Tuesday, October 13, 2009

The Fight

It's always useful to pay attention to what your "adversaries" are thinking. That means reading stuff by folks with whom you disagree. You seek commonality wherever possible. It's the whole Hegelian thesis/antithesis/synthesis approach to finding new insights into life. It's a way to generate new energy, in a matter/antimatter collision sort of way. Some of the more transforming conversations I've had have been with folks with radically different worldviews.

But disagreement ain't all kumbaya, guitars, and roasted marshmallows. Certain differences are not surmountable.

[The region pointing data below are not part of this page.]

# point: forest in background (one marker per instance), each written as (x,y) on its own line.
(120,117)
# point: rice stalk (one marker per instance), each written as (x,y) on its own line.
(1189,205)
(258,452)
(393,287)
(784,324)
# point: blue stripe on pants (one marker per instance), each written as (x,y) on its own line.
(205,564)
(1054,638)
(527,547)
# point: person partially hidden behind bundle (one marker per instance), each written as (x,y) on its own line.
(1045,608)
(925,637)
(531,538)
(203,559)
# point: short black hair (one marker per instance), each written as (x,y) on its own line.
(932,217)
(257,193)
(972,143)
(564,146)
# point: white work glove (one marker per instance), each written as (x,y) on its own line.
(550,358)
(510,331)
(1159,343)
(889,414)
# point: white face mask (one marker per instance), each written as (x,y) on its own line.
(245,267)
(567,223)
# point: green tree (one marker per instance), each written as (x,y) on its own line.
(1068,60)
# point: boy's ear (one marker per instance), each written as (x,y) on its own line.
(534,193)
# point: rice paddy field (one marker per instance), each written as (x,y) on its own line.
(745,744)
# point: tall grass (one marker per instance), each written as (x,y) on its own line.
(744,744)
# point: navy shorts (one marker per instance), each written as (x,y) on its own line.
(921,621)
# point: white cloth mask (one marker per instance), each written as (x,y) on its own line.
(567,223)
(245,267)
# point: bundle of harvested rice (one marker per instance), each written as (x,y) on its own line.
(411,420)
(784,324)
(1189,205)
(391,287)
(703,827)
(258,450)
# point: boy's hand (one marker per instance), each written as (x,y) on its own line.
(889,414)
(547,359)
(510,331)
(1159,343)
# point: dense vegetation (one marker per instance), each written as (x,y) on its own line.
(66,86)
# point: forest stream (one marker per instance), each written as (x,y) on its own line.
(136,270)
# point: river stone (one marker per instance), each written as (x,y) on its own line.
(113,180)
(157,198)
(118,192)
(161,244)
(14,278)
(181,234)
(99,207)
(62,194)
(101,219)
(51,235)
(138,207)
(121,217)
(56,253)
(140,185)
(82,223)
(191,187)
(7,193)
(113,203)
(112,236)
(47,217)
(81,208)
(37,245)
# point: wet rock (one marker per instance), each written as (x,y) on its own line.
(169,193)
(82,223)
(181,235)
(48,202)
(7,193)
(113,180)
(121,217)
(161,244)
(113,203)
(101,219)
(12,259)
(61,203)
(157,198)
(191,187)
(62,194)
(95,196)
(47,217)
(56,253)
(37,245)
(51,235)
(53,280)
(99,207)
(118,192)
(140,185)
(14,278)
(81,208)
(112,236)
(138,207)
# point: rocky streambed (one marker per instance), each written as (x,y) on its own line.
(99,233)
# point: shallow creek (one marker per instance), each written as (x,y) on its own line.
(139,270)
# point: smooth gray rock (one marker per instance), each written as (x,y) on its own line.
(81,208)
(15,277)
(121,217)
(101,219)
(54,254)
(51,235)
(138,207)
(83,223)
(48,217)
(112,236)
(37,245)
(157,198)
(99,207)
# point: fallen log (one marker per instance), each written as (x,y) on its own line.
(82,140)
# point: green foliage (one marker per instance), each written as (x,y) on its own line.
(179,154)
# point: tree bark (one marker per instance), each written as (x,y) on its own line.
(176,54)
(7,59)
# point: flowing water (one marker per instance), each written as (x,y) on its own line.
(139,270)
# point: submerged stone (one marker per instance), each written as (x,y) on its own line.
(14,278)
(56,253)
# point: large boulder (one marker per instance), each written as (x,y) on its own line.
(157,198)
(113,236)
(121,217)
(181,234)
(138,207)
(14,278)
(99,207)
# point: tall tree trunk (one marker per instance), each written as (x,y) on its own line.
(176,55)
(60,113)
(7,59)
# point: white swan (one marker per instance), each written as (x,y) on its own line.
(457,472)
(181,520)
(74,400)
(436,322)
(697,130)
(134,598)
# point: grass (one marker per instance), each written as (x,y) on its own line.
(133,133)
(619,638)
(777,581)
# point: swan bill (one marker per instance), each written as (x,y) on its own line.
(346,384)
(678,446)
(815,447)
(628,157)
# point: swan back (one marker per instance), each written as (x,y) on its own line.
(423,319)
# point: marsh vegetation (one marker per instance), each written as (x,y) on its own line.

I was checking in on one of my favorite fundamentalist jousting partners the other day, and found that an article by one of their contributors laid out what I think is the core issue underlying the ongoing Christian arguments about gays and lesbians. The matter, and both he and I are convinced, is less about the sexuality, and more about two different approaches to the Bible. As he describes the nature of the argument, he describes the essence of the fight as follows:
On one side are the evangelicals (and count me among them) who believe God has declared His standard for sexuality, expressly stated, once and for all, in His holy Word. On the other side are the progressives who feel the Bible is a “living word” that is interpreted by each individual to fit contemporary, personal enlightenment. Oddly many evangelicals barely acknowledge there are sides in the debate over Biblical authority and interpretation.
What struck me in reading this was that I had read exactly the same thing about four hours earlier, only written from the a perspective more similar to my own.

In his book Jesus, the Bible, and Homosexuality, Jack Rogers lays out his approach to the Bible. Rogers, who is an evangelical, articulates essentially the same dichotomy, but from the flip side. For him, the issue is whether you approach the Bible verse by literal verse, or whether you view Scripture as something sacred that is continually deepened and redefined as we come into a deeper understanding of God's purpose. It's not about "contemporary, personal enlightenment." It's about approaching interpretation through the lens used by the original Protestant reformers, who argued:
"..that interpretation of the Scripture to be orthodox and genuine which is gleaned from the Scriptures themselves..and which agree with the rule of faith and love, and contributes much to the glory of God and man's salvation." (Second Helvetic Confession, 5.010)
That's the nature of the struggle. Are we to interpret Scripture as if it were an empirical dataset, or do we approach it as a sacred and living text, governed and defined by the highest principles and purposes of our faith?

I know where I stand. Viva la neoreformation!